Como Ricardo Corazón de León (su hijo preferido) había alcanzado el trono, había que casarlo. Ya en una oportunidad, años atrás, se había concertado el matrimonio de Ricardo con Aélis, hija del rey Luís de Francia, ex marido de Leonor (todo quedaba en familia). Como Aélis era aún una niña, se la llevó a educar, según era costumbre, a la corte de Inglaterra. La niña creció y, a los trece años, su futuro suegro Enrique le echó el ojo y se la llevó a la cama, parece ser que de común acuerdo. Mucho no le importó a Ricardo, ya que era obstinadamente homosexual, pero el papelón no aumentó su amor filial.


Los esfuerzos de Leonor por volver a casar a Ricardo se concretaron. Ricardo casó (lo casaron) con Berenguela de Navarra. Por supuesto, el matrimonio no funcionó, sin sombra de hijos. Un proyecto de Leonor que fracasó. Las madres nunca se convencen de esas cosas. Para amargura de Leonor, la sucesión al trono de Inglaterra iba a recaer en Juan sin Tierras, el hijo que Leonor odiaba, con razón.


Y así fue envejeciendo la otrora hermosa, de radiante belleza, Leonor. La belleza pasó, pero la energía y el temple se mantuvieron intactos. Contando con casi ochenta años, da muestras de una fortaleza impresionante cuando decide cruzar los Pirineos y viajar hasta Castilla para escoger entre sus nietas, las infantas de Castilla, a la que se convertiría en la esposa del hijo de Felipe Augusto, el futuro Luís VIII. La escogida sería Blanca, una de las reinas de Francia más célebres, la que será formidable madre de San Luís, regente del reino en tres ocasiones y modelo de virtud y habilidad política.
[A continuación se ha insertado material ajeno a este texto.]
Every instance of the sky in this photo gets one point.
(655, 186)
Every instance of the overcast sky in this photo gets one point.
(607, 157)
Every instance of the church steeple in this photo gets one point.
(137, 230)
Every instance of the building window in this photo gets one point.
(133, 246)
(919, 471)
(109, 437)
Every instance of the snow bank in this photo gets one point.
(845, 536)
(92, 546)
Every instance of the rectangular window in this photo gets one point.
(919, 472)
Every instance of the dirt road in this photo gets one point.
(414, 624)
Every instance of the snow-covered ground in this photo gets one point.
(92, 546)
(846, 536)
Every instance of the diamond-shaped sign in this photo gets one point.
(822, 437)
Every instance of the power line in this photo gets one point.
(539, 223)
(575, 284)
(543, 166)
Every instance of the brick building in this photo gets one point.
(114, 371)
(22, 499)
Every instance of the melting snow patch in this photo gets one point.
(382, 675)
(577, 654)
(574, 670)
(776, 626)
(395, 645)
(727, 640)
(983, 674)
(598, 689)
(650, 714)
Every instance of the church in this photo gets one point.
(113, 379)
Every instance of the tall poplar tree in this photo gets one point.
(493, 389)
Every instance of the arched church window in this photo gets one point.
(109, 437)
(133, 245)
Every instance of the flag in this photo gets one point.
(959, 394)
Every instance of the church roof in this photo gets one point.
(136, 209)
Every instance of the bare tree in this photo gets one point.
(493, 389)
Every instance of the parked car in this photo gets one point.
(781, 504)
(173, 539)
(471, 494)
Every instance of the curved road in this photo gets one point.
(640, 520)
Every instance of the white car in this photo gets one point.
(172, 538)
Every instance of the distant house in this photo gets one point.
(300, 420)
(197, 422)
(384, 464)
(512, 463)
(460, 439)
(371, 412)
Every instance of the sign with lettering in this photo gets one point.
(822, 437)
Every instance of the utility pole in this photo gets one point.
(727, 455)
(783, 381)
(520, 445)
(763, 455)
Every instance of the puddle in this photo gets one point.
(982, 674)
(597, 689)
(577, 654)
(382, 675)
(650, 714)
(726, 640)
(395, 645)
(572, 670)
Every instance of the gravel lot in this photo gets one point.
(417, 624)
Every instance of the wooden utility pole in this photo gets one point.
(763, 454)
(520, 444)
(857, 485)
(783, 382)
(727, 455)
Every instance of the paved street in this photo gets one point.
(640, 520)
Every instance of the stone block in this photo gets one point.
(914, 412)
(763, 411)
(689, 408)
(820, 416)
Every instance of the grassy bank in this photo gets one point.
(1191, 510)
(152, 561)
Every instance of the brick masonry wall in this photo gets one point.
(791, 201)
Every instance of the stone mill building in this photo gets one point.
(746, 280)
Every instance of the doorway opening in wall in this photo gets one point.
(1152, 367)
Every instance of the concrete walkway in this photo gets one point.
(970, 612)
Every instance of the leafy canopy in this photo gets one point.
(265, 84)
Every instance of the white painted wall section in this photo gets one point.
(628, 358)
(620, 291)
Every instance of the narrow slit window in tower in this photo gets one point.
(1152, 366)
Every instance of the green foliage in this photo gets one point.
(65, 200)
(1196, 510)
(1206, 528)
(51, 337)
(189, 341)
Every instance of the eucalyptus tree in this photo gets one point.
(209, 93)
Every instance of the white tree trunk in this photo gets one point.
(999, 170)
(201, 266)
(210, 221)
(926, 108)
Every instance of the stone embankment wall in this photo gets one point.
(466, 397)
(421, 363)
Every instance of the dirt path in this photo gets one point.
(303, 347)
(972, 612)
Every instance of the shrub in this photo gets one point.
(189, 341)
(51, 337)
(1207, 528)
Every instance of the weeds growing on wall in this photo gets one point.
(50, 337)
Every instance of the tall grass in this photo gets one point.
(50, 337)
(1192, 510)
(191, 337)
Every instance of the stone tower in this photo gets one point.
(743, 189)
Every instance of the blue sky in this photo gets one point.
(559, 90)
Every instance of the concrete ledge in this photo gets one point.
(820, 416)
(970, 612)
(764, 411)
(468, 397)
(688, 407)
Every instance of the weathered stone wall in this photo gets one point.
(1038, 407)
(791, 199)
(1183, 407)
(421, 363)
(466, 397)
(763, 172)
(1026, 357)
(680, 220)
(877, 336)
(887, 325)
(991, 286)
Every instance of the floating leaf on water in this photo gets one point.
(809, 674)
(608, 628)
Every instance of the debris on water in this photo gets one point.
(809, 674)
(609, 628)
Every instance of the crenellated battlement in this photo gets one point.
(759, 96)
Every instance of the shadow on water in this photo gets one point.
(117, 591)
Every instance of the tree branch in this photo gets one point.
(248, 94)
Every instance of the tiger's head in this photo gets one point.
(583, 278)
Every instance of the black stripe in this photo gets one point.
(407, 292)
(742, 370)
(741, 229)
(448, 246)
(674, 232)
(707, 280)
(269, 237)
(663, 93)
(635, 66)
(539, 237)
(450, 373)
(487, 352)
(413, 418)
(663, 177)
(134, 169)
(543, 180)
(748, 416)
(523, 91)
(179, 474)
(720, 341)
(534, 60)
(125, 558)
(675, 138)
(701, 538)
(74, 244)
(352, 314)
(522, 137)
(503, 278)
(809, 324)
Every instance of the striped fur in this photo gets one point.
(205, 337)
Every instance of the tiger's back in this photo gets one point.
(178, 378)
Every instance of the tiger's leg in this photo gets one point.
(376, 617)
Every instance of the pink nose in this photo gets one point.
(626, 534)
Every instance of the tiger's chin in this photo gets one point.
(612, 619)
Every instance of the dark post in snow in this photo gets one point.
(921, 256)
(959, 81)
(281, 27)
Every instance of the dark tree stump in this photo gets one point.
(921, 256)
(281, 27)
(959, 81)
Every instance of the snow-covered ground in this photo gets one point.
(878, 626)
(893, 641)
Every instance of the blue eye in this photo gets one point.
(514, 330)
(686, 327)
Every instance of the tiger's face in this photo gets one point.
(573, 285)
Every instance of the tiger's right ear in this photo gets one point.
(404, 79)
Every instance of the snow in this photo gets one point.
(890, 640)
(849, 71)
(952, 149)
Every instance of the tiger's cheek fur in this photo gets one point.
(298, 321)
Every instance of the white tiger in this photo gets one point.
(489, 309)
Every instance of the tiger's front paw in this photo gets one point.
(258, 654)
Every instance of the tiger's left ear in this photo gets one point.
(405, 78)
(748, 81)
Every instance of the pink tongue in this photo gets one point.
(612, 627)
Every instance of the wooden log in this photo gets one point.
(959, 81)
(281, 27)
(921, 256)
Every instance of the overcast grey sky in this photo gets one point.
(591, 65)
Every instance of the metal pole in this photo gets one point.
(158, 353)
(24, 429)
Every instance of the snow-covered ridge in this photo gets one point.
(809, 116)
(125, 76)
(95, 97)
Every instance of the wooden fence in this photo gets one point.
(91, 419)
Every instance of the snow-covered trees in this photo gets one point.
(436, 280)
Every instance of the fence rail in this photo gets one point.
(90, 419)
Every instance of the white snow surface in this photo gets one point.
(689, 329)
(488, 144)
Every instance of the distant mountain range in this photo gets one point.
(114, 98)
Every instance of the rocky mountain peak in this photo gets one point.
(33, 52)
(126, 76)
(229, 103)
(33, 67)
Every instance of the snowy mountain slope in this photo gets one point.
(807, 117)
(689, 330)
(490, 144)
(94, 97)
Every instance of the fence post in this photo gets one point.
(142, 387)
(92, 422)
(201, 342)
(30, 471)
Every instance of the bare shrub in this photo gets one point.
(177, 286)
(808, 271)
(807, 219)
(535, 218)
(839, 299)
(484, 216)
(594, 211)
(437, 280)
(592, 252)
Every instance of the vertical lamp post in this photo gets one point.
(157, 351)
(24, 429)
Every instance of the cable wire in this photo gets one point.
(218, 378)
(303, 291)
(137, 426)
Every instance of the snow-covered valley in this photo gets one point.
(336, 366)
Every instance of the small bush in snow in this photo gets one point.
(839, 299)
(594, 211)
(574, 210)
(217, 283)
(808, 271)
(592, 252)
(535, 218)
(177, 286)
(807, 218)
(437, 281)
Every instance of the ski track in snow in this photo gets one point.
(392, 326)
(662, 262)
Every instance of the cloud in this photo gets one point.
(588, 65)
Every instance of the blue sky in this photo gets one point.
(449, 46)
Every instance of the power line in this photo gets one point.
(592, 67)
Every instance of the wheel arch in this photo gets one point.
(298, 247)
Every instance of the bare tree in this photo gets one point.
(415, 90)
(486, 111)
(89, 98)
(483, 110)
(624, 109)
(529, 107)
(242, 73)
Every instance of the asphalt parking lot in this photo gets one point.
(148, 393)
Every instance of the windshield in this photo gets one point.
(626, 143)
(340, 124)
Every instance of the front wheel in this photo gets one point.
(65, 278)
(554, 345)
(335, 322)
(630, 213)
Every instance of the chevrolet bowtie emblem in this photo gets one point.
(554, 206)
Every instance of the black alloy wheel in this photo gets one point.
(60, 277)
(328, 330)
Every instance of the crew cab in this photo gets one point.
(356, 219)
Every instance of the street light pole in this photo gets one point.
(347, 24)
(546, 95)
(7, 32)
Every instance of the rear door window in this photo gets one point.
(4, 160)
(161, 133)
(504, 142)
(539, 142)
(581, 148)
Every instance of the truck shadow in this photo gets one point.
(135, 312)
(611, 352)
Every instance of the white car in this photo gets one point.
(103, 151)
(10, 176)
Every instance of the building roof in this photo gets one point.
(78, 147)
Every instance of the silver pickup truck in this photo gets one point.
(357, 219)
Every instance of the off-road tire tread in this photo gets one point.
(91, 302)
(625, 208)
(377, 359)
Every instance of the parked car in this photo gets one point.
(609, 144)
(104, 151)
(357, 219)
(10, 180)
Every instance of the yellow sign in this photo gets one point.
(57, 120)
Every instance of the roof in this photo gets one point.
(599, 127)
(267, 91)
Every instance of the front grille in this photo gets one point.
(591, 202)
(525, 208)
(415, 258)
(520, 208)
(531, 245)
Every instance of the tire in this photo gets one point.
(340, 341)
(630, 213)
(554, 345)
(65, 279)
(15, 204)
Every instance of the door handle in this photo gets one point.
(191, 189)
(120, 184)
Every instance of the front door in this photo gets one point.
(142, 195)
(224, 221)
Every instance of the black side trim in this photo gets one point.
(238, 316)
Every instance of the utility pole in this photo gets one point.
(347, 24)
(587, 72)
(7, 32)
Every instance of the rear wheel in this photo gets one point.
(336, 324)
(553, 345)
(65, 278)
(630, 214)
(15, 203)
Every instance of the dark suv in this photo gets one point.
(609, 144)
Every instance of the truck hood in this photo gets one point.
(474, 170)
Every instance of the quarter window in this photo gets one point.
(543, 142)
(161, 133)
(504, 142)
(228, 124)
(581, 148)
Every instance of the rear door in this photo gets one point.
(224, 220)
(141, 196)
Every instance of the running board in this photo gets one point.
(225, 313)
Finalmente, a los ochenta y dos años, se decidió a fallecer. Sus restos reposan en la abadía de Fontevrault, junto con los de su esposo Enrique II y, a sus pies, la tumba con el cuerpo (las vísceras están enterradas en la catedral de Ruan, Francia) de Ricardo Corazón de león, su muy amado hijo.



Los espero a fines de agosto. Hasta entonces.